Reputation: 874
I am trying to select certain data rows in a DataFrame
using @linq
macros:
using DataFrames, DataFramesMeta
df=DataFrame(x = ["a", "a", "a", "b", "b", "b"],
y = [1, 2, 3, 2, 3, 4],
z = [100, 200, 300, 456, 345, 234])
| Row | x | y | z |
|-----|-----|---|-----|
| 1 | "a" | 1 | 100 |
| 2 | "a" | 2 | 200 |
| 3 | "a" | 3 | 300 |
| 4 | "b" | 2 | 456 |
| 5 | "b" | 3 | 345 |
| 6 | "b" | 4 | 234 |
I am trying to select those rows that have the maximum y
for a given type of x
, that is
| Row | x | y | z |
|-----|-----|---|-----|
| 1 | "a" | 3 | 300 |
| 2 | "b" | 4 | 234 |
So, I am grouping by column x
and adding a column with the maxima
@linq df |> @by(:x, maxY = maximum(:y))
which gives
| Row | x | maxY |
|-----|-----|------|
| 1 | "a" | 3 |
| 2 | "b" | 4 |
but I don't see how to put the corresponding z entries back in.
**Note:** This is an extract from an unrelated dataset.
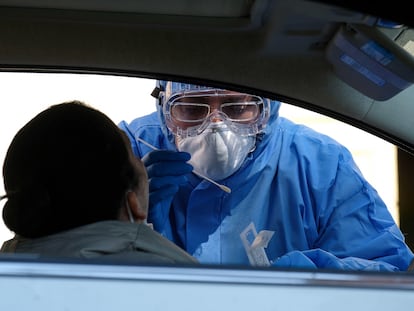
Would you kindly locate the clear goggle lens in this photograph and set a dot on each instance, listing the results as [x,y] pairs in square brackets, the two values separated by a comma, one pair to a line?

Probably, it would be join
but I don't see how to do that or get the result in another, simple way.
Upvotes: 1
Views: 506
Reputation: 1275
You can do it in one line joining on=[:x,:y]
but for this to work you need to name the maximum(:y)
column y
not maxY
:
df2 = @linq df |> by(:x, y=maximum(:y)) |> join(df, on=[:x, :y])
You can later rename that column to the intended maxY
:
rename!(df2, :y, :maxY)
Upvotes: 1